For San Joaquin River revival, drought becomes way of life

In the shallow, gently flowing San Joaquin River, three tiny chinook salmon swim into a trap that saves their lives.

Federal biologists Don Portz and Charles Hueth wade across river cobble at Scout Island to fetch the trio and carefully move them into a tank of water for a truck ride more than 100 miles downstream.

Over the last few weeks, the biologists have trucked nearly 900 young fall-run salmon to where the Merced River empties into the San Joaquin and reconnects this long river to the Pacific Ocean.

The San Joaquin flow goes dry 38 miles beyond Friant Dam -- more than 200 miles short of the ocean where these young salmon need to go. Then, dozens of miles downstream, the connection to the Pacific appears at the Merced River, the first major tributary flowing into the mainstream.

That's the snapshot of the hard-fought and still-debated San Joaquin River restoration project after the driest winter in decades. Forget about releasing water from Millerton Lake and filling dried sections of the river.

As much as controversy swirls around this river, drought is becoming a dominant factor here. The drought is now three years long, meaning the project has spent most of its five years facing dry times.

But it's no time to slow down studies, biologists say. They scrambled to get a close look at how the river and the fish react to this extreme dry time.

"This is an important year to learn about the river," said Portz of the U.S. Bureau of Reclamation. "We need to see how this looks in a critically dry time."

Portz and Hueth, who is also with the bureau, are studying survival numbers, water temperature and flow, habitat condition, diet of the young fish and other factors involved in the restoration program.

But during the driest period in decades, the restoration won't get water from Millerton Lake. Neither will farmers. Is there a chance any of that will change this spring?

Alicia Forsythe, restoration program manager for the Bureau of Reclamation, said: "We have a long way to go in terms of improved hydrology to start releasing water for the program again."

Two or three large storms in Northern California and the San Joaquin watershed would help, says the Friant Water Authority, representing 15,000 east Valley growers who buy Millerton Lake water.

Leaders also say they would need authorities to pump more river water to west Valley farmers through the sensitive and protected ecosystem of the Sacramento-San Joaquin River Delta. Some west-siders have rights to Millerton Lake water, and they may be forced to take the supply this year, leaving none for east-siders.

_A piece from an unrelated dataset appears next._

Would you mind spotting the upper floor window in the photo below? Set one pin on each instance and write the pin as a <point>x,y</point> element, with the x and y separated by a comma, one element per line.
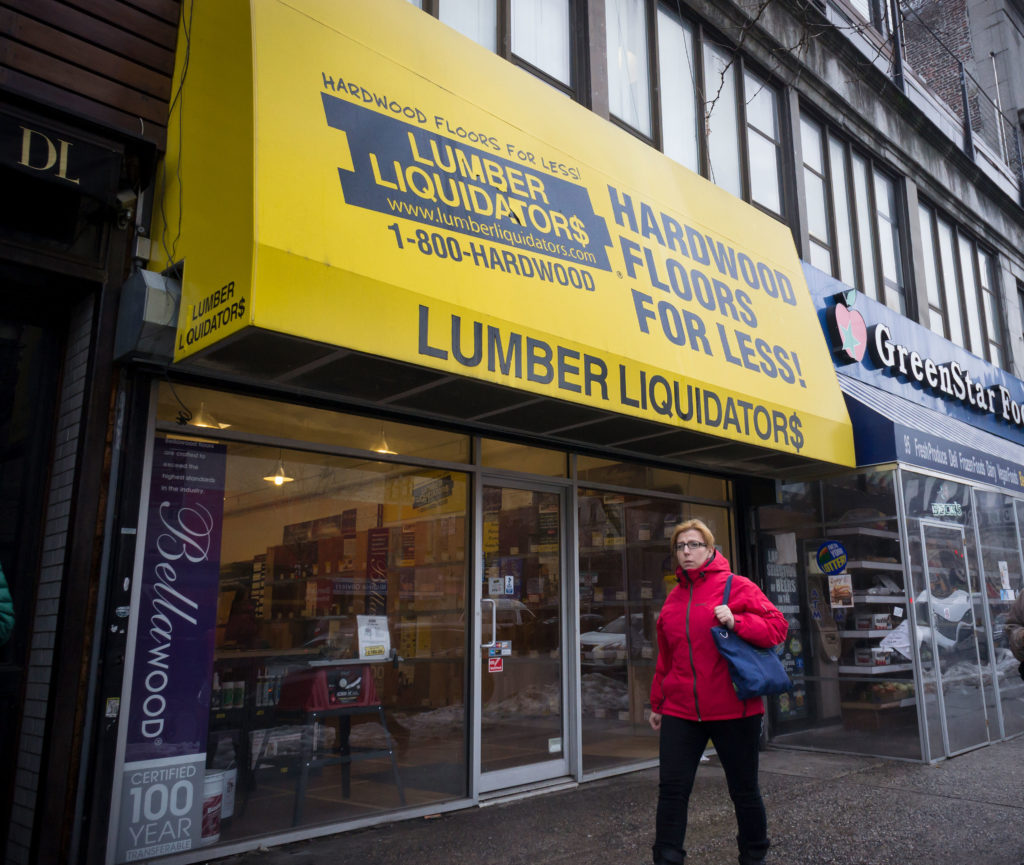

"It's a long shot to get any supply, but we are still working on it," said Friant general manager Ron Jacobsma.

The east-side farmers have been coping with water losses since the restoration began in 2009 as part of a settlement to an 18-year lawsuit. Farmers reluctantly agreed to the settlement as environmentalists and fishing groups gained the legal upper hand.

The history of restoration goes back to the 1940s when Friant Dam was finished and about 60 miles of the state's second-longest river dried. At the time, the river's water resuscitated a faltering east Valley farm industry spanning 1 million acres. A lot of people depend on the river.

Farmers continue to be critical of the restoration, including west-side growers who have historic rights to the San Joaquin.

One such grower, Cannon Michael, said bypass projects to reconnect the river with the ocean remain underfunded and far behind schedule.

"The projects were supposed to be completed last December, and they haven't broken ground on one of them," he said.

The drought is the focus now. This year, the river goes dry at Gravelly Ford, about 25 river miles from the Mendota Pool. A trickle of water comes from Millerton to supply land owners along the river for a few dozen miles below Friant Dam.

Portz said the young fall-run salmon are the offspring of 367 salmon that were planted in the river at Camp Pashayan last year. The 3- to-4-inch-long fish are caught in V-shaped structures called weirs that allow water to pass but not the fish. The weirs guide the fish to collection boxes.

Portz and Hueth have gathered 1,081 so far and transported 879 to the confluence of the Merced River. (Some fish don't survive the capture and transport process, and some already have died before they are gathered.)

Beyond the Merced, there are many dangerous predator fish and other obstacles, such as pollution. And after the fish mature in the ocean, they must return to the San Joaquin to spawn. It's a perilous journey.

"We hope they come back," Portz said. "How many will make it? Out of 1,000, probably one."

Salmon need cold water to survive, but the river will be warming up, stopping migration for the season. What about the fish that don't make it out in time?

Biologists have learned that some salmon planted in the river in a previous year are surviving around deep, cool pools of water near Friant Dam. Portz said it's an interesting tidbit, especially during a three-year drought.

"This is a resilient fish," he said. "As they grow larger, they become less of a target for predators. It's encouraging to see some of them remain and survive in the river."